Page:Flaubert Édition Conard Correspondance 8.djvu/118

La bibliothèque libre.
Cette page a été validée par deux contributeurs.
112
CORRESPONDANCE

Que dites-vous du centenaire de Voltaire, monté et dirigé par Menier, chocolatier ? L’ironie ne le quitte pas, ce pauvre grand homme ; les hommages et les injures persistent comme de son vivant ! Après tout je dis une bêtise, car pourquoi un chocolatier serait-il moins digne de le comprendre qu’un autre monsieur ? Et la guerre ? Et les forfanteries de la perfide Albion tournant en eau de boudin ? Farce ! Farce ! « Toutes nos vocations sont farcesques », comme disait le père Montaigne. N’importe ! sans doute par l’effet de mon vieux sang normand, depuis la guerre d’Orient, je suis indigné contre l’Angleterre, indigné à en devenir Prussien ! Car enfin, que veut-elle ? Qui l’attaque ? Cette prétention de défendre l’Islamisme (qui est en soi une monstruosité) m’exaspère. Je demande, au nom de l’humanité, à ce qu’on broie la Pierre-Noire, pour en jeter les cendres au vent, à ce qu’on détruise la Mecque, et que l’on souille la tombe de Mahomet. Ce serait le moyen de démoraliser le Fanatisme.

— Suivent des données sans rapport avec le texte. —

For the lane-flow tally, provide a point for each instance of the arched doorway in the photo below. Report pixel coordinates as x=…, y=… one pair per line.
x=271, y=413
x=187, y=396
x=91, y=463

Anacharsis Cloots disait : « Je suis du parti de l’indignation. » J’arrive à lui ressembler, ne trouvez-vous pas ? C’était d’ailleurs un drôle d’homme et pour qui j’ai un faible. Quand on le guillotina, il voulut passer après ses compagnons « pour avoir le temps de constater certains principes ». Quels principes ? Je n’en ai aucune idée, mais j’admire cette fantaisie.

Recevez toutes les tendresses de votre vieil ami.